Can sheet moss (the kind you buy at Home Depot/Lowes...Mosser Lee brand) make dogs sick? My sweet Minnie Mae has had loose poo (consistency of pudding) for 3 weeks. We took her to the vet and had her tested for worms, including Giardia. The vet said she was fine except for an overgrowth of bacteria in her stomach. He prescribed Flagyl and Greek Organic Yogurt. That still didn't do anything. I dewormed her again just to make sure. Still no change. We stopped feeding her treats and soft food ... no difference. We are currently changing her food from Royal Canin Chihuahua 30 to Royal Canin Chihuahua 28 to see if maybe the puppy food was to rich for her.
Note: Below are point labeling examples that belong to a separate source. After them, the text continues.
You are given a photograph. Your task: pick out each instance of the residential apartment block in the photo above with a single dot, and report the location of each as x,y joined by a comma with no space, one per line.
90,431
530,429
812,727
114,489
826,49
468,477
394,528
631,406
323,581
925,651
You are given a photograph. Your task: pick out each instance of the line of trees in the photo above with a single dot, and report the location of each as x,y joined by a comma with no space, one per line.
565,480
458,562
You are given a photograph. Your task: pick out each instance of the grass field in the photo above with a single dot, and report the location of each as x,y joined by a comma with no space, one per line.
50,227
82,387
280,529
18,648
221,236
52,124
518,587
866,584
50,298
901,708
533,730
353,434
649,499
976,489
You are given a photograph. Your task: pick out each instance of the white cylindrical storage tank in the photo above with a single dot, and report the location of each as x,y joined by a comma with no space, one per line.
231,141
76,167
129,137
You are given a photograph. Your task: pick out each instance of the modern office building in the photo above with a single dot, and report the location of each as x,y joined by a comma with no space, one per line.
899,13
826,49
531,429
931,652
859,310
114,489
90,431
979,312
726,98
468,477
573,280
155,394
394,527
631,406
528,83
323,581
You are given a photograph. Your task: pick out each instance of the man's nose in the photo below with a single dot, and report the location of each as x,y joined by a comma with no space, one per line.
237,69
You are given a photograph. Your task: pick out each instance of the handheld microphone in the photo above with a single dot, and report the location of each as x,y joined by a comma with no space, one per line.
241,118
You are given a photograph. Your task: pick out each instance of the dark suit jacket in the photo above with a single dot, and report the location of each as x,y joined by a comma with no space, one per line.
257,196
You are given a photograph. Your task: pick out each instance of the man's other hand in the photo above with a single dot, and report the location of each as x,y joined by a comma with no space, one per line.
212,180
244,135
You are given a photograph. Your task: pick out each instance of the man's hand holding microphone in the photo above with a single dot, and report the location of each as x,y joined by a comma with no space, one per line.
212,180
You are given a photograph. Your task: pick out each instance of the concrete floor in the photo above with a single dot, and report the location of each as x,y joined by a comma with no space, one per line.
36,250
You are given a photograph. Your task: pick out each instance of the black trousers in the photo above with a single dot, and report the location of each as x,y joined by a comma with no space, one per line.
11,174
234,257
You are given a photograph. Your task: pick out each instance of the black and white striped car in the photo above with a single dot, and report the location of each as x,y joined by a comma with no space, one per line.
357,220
We have a potty spot for her on our patio (because we live in an apartment in Montgomery)...the top has sheet moss on it and I am beginning to wonder if that is why she has the poops. She always has her mouth on the floor/ground and has the moss in her mouth quite often. Could this be cause for an 'upset tummy' and soft stools? She acts normal in every single other way and she eats fine, drinks lots of water and loves to sleep/play regularly. 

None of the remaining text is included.